A few months ago, we touched base with the Brooklyn Community Foundation, when it was reaching out to the community for input and finalizing a new grantmaking strategy. Well now, BCF has brought on a slew of new staff members and board members to take all this research and planning to the next level.
Although the foundation has been on the philanthropy scene since 2009, it has always considered itself a startup—until now.
President and CEO Cecilia Clarke recently said that “2015 marks many big steps for Brooklyn Community Foundation... We have an expanded and diversified Board of Directors, an enhanced staff team with deep local expertise, and we are embarking on an entirely new program strategy built upon the pillars of what we learned through our Brooklyn Insights project last year. This truly is the next phase of our young institution, and we hope many more partners will join us in our endeavor.”
To ramp up its capacity, the foundation hired four new members. The new director of strategy and operations, Russatta Buford, started in November and comes from Teach for America, where she served as vice president of strategy and operations. The new director of philanthropy and donor services, Sarah Shannon, a Brooklynite since 1997, comes from a nonprofit management and fundraising background. Prachi Patankar, the new senior program associate previously worked at the Lower Manhattan Cultural Council and the Tenement Museum. And the foundation’s resident jack-of-all-trades, Andrew Weaver, joins as a new administrative and program assistant, providing admin support to the foundation team
The foundation also just brought on six new board members, each elected to serve a three-year term. Three current board members are retiring, so there’s a lot of new blood flowing in the veins of this foundation. Clearly, BCF is gearing up for something big this year, and we’re getting anxious for the “big reveal.”

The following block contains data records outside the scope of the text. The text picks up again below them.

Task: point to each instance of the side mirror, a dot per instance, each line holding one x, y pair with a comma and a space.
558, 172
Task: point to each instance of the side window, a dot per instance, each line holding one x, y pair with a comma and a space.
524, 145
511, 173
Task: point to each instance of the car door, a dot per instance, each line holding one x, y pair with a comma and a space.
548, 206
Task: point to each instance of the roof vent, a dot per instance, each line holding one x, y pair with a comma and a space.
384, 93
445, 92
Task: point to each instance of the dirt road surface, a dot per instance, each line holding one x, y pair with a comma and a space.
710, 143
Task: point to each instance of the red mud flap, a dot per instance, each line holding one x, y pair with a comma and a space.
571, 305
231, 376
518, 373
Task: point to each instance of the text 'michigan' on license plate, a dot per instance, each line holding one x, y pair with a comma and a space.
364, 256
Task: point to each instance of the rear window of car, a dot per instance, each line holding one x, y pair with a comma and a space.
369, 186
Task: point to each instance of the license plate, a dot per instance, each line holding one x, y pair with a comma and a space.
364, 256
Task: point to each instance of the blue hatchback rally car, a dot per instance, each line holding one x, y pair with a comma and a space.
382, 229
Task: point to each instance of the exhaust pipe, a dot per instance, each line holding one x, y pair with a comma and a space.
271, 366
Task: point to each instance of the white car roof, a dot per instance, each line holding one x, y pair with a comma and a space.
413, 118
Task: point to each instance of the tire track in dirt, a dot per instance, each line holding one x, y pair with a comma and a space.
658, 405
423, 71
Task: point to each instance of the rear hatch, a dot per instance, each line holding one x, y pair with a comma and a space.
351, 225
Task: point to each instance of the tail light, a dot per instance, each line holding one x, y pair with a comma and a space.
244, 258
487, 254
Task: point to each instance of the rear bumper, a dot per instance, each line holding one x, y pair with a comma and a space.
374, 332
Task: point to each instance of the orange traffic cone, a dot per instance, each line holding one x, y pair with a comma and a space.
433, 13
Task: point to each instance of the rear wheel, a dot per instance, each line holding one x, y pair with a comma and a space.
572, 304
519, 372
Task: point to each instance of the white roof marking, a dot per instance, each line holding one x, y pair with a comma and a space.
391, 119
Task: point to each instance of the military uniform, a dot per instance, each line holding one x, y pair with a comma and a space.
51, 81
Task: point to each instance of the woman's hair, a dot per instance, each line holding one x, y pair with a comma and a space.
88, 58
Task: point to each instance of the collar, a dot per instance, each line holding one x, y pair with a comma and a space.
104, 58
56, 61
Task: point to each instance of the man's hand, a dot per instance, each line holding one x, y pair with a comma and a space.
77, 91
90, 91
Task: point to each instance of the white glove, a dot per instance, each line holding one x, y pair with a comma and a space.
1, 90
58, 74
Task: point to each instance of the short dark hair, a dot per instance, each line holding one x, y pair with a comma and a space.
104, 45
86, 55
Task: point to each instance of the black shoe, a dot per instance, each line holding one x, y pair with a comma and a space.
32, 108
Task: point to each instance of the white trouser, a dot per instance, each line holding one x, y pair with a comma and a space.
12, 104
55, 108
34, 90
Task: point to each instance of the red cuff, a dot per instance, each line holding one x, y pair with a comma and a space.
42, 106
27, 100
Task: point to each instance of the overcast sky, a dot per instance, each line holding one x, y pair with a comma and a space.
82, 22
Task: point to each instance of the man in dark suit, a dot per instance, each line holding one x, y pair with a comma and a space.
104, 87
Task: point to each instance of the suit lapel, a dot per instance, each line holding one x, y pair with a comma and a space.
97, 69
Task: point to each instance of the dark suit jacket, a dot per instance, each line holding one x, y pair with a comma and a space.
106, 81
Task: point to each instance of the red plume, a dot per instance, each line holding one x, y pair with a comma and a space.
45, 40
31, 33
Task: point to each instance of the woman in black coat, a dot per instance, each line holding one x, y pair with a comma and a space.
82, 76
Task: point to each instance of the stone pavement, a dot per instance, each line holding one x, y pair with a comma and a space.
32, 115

According to the BCF website, the foundation’s competitive grant program will re-launch sometime in early 2015 based upon lessons learned from the Brooklyn Insights project. To recap, Brooklyn Insights recently brought nearly 1,000 residents, advocates, entrepreneurs, and leaders together to discuss the needs of Brooklyn communities and develop strategies for collective action.
New anticipated program funding areas will involve youth development, nonprofit leadership, the Crown Heights neighborhood, racial justice, high school graduation rates, youth arrests and school suspensions, community and civic engagement, youth employment, and access to legal and language services.